President Vladimir Putin speaking to journalists after meetings in Shanghai on Wednesday.

President Vladimir Putin said Wednesday he had ordered Russian troops to pull out from the regions near Ukraine to help create a positive environment for the nation's presidential vote, but added that it would be hard for the Kremlin to deal with its winner because of continuing fighting in eastern Ukraine.

The pullout announced Monday was meant to create "favorable conditions for Ukraine's presidential vote and end speculations," Putin told reporters in Shanghai, China, where he attended a security summit.

Referring to comments by the U.S. and NATO that they are not seeing any sign of the withdrawal, Putin said that "those who are not seeing it should look better." He said the pullout will be clearly visible in satellite images, according to Russian news agencies.

Putin's pullout order and his statement welcoming the election, which he had previously urged to postpone, has shown that he has no immediate intention to send the Russian Army into Ukraine, where pro-Russian insurgents have seized government buildings and clashed with Ukrainian government forces in weeks of fighting that has left dozens dead.

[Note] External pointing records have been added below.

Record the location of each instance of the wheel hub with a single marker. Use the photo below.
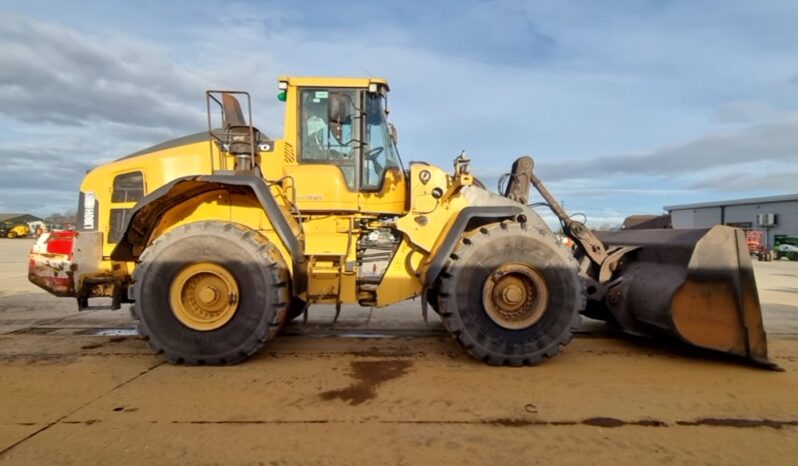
(515, 296)
(204, 296)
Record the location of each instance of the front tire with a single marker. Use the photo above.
(510, 295)
(210, 293)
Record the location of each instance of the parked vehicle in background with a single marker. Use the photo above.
(756, 245)
(18, 230)
(786, 247)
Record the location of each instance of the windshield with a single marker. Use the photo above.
(379, 151)
(319, 143)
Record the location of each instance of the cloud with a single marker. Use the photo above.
(51, 74)
(756, 179)
(775, 142)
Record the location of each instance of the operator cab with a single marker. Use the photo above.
(346, 149)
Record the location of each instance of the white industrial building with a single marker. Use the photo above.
(774, 215)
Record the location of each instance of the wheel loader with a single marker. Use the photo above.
(219, 238)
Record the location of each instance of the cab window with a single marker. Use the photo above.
(379, 152)
(322, 143)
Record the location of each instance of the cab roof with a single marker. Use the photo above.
(326, 81)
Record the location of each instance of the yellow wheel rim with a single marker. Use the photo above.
(515, 296)
(204, 296)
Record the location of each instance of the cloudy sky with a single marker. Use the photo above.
(626, 105)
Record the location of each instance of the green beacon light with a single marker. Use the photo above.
(283, 86)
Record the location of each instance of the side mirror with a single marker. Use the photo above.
(337, 113)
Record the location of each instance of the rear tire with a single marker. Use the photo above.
(244, 259)
(474, 262)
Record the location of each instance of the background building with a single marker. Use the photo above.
(774, 215)
(18, 218)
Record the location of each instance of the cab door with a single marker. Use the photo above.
(383, 187)
(326, 176)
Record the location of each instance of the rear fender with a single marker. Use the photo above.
(146, 216)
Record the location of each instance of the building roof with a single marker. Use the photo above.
(24, 217)
(750, 200)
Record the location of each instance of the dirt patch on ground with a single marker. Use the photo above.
(368, 376)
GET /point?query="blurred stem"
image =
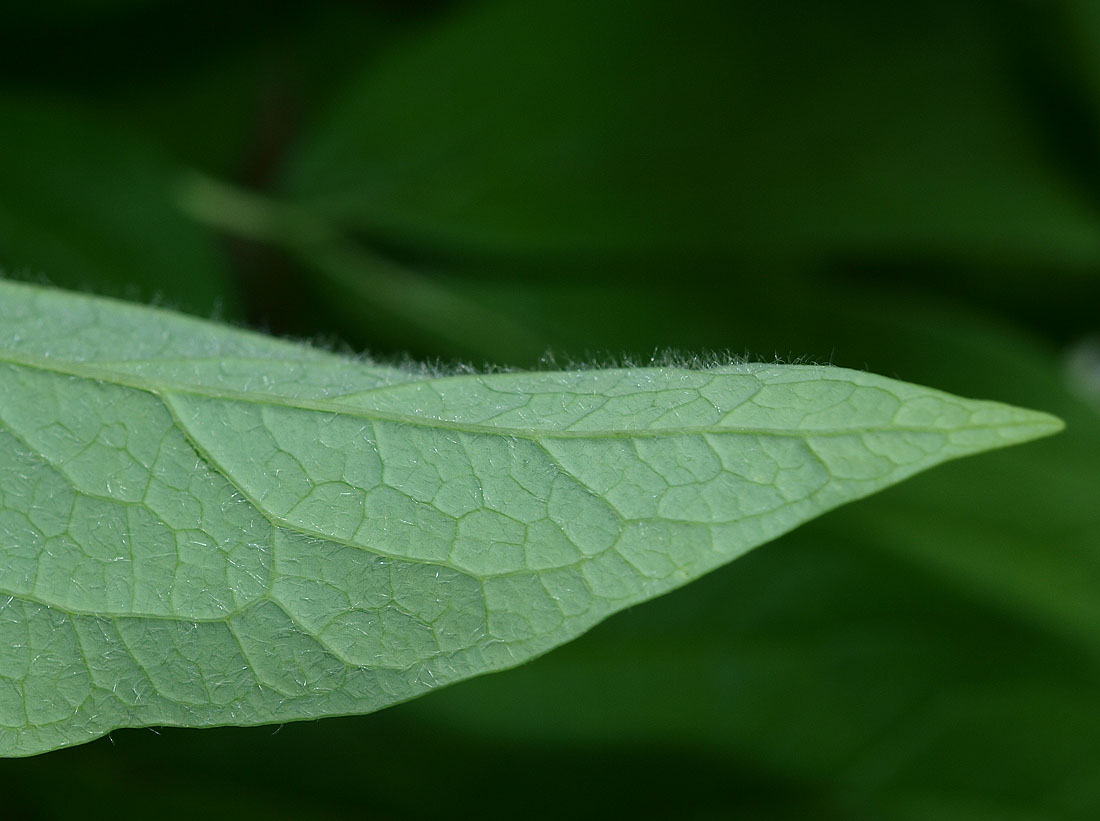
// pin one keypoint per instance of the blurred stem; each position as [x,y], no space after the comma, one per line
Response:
[406,295]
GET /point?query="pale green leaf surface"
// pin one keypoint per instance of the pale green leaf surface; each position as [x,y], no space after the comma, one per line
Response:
[204,526]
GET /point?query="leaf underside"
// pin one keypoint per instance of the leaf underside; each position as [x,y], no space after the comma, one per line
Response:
[204,526]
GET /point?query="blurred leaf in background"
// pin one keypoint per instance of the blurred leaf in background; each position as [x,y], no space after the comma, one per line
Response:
[910,188]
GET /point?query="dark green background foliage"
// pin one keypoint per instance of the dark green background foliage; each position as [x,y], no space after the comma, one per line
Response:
[912,188]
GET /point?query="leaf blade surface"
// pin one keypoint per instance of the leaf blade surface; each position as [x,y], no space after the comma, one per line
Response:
[202,526]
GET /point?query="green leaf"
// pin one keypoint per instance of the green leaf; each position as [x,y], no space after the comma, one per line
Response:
[712,129]
[204,526]
[90,206]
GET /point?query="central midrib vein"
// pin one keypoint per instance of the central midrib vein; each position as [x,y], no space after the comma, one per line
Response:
[162,387]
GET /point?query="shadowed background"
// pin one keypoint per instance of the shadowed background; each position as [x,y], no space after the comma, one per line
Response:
[909,188]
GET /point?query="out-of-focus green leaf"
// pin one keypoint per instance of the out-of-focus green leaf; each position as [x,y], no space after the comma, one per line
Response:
[89,207]
[779,129]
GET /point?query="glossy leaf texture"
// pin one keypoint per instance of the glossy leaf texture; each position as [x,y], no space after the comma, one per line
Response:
[202,526]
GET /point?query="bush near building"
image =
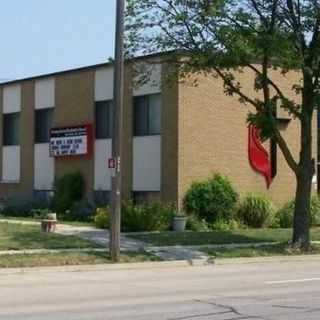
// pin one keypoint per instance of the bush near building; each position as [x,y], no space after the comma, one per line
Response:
[255,211]
[69,189]
[284,216]
[146,217]
[212,200]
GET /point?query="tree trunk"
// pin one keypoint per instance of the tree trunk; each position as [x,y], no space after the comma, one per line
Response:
[301,222]
[304,175]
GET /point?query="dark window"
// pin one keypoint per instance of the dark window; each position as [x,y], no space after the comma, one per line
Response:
[103,119]
[43,125]
[11,129]
[147,115]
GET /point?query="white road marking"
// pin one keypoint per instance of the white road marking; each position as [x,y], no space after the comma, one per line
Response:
[293,281]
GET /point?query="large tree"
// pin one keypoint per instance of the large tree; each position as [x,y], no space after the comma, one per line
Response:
[225,37]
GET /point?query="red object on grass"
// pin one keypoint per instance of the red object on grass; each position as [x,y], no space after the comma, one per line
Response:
[259,156]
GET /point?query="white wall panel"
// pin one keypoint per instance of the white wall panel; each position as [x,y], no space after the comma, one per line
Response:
[43,167]
[12,99]
[153,85]
[147,163]
[11,164]
[104,84]
[102,175]
[45,93]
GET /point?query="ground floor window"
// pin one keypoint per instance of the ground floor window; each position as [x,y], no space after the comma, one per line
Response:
[145,196]
[102,197]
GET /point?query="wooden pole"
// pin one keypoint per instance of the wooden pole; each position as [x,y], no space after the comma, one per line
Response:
[117,132]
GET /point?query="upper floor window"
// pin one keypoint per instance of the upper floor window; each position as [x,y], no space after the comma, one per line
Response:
[147,115]
[103,119]
[43,124]
[11,130]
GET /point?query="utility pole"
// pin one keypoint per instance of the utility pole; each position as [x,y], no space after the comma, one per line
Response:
[117,132]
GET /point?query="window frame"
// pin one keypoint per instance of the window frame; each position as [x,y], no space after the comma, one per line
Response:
[5,135]
[147,132]
[109,105]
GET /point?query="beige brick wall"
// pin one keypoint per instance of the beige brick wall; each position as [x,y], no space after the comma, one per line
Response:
[213,137]
[75,106]
[169,138]
[24,189]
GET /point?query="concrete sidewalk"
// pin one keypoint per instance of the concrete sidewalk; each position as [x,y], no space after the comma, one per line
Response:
[166,253]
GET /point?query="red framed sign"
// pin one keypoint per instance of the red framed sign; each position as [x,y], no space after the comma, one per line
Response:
[71,141]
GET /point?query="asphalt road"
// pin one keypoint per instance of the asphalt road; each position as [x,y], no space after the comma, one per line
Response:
[269,291]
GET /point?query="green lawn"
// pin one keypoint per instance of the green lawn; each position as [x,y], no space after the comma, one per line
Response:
[263,251]
[69,258]
[220,237]
[72,223]
[19,237]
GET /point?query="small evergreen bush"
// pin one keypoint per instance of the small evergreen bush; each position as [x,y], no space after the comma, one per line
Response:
[146,217]
[81,211]
[196,224]
[212,200]
[69,189]
[284,216]
[255,211]
[102,218]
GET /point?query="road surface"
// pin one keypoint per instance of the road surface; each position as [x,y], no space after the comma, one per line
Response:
[266,291]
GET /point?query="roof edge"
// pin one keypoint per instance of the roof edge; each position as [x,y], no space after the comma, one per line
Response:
[84,68]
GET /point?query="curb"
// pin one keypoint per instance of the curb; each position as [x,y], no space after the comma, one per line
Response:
[109,267]
[261,260]
[161,265]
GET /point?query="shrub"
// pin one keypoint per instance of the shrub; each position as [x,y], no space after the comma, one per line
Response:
[284,216]
[196,224]
[255,211]
[81,211]
[69,189]
[22,209]
[146,217]
[102,218]
[212,200]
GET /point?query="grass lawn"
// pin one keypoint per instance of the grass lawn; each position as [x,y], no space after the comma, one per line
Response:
[264,251]
[220,237]
[64,259]
[19,237]
[72,223]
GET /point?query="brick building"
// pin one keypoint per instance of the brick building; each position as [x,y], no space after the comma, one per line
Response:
[174,133]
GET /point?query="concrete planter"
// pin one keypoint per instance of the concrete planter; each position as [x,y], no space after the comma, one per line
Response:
[179,223]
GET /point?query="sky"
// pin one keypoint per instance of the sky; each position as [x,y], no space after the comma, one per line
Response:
[44,36]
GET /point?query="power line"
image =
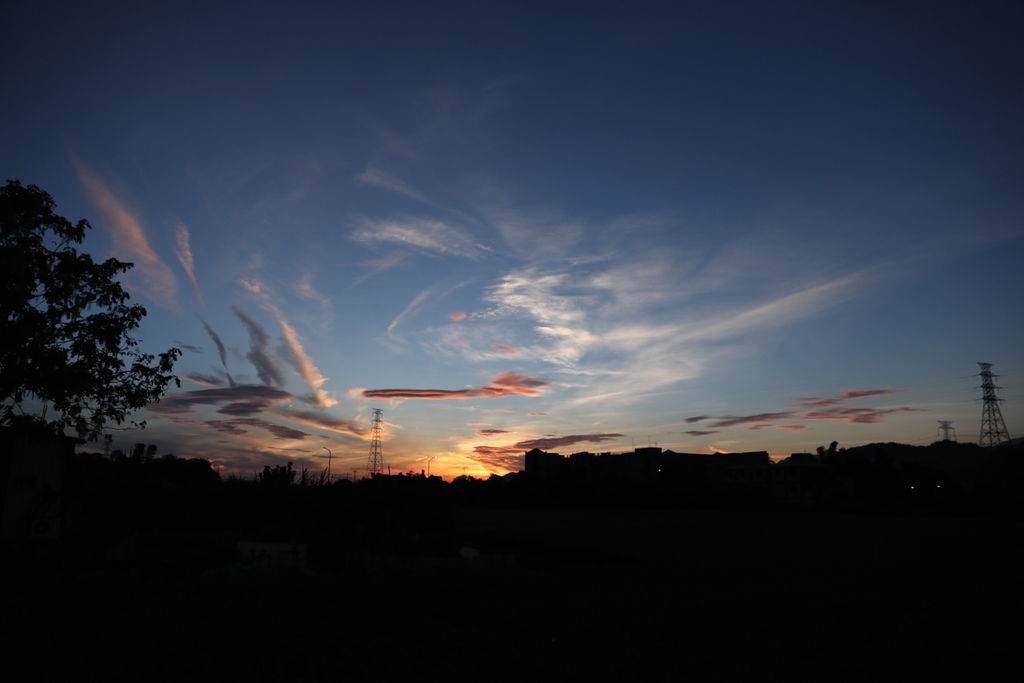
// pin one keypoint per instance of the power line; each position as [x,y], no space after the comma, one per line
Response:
[993,429]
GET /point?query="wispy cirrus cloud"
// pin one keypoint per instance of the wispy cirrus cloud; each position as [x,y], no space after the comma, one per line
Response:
[836,412]
[862,416]
[323,421]
[304,366]
[375,177]
[839,399]
[786,427]
[421,233]
[184,254]
[732,421]
[240,399]
[221,350]
[260,352]
[129,240]
[510,457]
[237,427]
[410,308]
[304,288]
[562,441]
[506,384]
[294,351]
[205,380]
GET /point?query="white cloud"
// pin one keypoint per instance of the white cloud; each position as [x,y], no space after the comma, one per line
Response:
[130,242]
[184,254]
[422,233]
[375,177]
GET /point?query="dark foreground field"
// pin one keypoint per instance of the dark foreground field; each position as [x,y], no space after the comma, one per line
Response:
[564,595]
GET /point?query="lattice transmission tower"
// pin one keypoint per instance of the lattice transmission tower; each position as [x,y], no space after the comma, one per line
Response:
[946,431]
[375,463]
[993,429]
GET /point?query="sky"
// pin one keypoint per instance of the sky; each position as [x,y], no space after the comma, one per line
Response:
[577,226]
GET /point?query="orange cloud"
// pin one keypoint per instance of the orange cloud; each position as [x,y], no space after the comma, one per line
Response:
[864,416]
[825,401]
[560,441]
[507,384]
[792,427]
[323,421]
[183,252]
[241,399]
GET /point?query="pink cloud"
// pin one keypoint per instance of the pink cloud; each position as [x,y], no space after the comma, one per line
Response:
[204,380]
[560,441]
[237,426]
[322,421]
[130,242]
[825,401]
[241,399]
[792,427]
[506,459]
[731,421]
[864,416]
[504,348]
[507,384]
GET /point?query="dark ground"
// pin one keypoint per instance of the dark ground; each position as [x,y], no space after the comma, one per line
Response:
[567,594]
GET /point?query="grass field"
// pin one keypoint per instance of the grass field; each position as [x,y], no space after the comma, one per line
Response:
[568,594]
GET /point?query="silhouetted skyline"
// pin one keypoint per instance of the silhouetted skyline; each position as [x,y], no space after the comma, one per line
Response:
[737,228]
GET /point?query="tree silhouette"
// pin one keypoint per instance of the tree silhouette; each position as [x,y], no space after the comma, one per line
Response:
[66,324]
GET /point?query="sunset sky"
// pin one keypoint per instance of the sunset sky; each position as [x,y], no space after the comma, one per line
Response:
[731,226]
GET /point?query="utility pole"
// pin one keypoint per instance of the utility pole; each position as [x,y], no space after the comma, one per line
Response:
[993,429]
[945,428]
[375,463]
[330,457]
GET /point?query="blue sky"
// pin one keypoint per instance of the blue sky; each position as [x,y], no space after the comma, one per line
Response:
[579,225]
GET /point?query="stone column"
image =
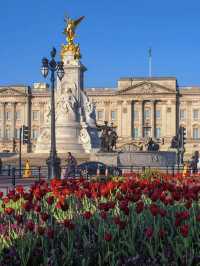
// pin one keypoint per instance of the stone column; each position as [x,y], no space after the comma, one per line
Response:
[188,119]
[107,111]
[13,118]
[3,119]
[153,118]
[119,118]
[129,116]
[132,118]
[141,119]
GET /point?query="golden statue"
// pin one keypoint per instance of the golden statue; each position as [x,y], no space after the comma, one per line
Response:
[69,31]
[27,171]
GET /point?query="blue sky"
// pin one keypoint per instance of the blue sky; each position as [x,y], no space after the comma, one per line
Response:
[114,38]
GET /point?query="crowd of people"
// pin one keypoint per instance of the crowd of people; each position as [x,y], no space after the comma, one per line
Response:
[192,166]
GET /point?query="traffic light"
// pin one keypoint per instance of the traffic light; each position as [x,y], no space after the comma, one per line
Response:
[25,134]
[182,137]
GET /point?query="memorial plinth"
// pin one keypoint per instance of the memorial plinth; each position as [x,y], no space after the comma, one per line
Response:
[138,158]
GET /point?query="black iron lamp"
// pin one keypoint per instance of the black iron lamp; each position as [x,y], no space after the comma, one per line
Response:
[53,67]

Putin's moves reflected an apparent desire to ease tensions with the West over Ukraine and avoid further sanctions.

But the Russian leader said Wednesday that it would have made more sense for the Ukrainian authorities to have a constitutional referendum that would approve a new constitution before the election.

"It will be very difficult for us to develop relations with people, who come to power amid a punitive operation in southeastern Ukraine," he said.

Putin added that Russia has helped establish a dialogue between the central government in Kiev and people in the southeast.

"We have done everything to help start these contacts," he said.

The Russian Defense Ministry said that its military units in the regions near Ukraine on Wednesday began moving to railway stations and airfields en route to their home bases, which they are expected to reach before June 1.

Yet NATO, which estimates that Russia has 40,000 troops along the border with Ukraine, repeated Wednesday it could not yet see any signs of a Russian pullout. Russian television broadcast footage of columns of tanks and howitzers towed by heavy trucks. It was not immediately clear where the footage was taken.

The ministry said its units will make most of the journey by air or rail to reduce the pressure on highways.

General Vladimir Shamanov, the chief of the Airborne Forces, said in televised remarks that battalions from three airborne divisions would return to their home bases within 10 days.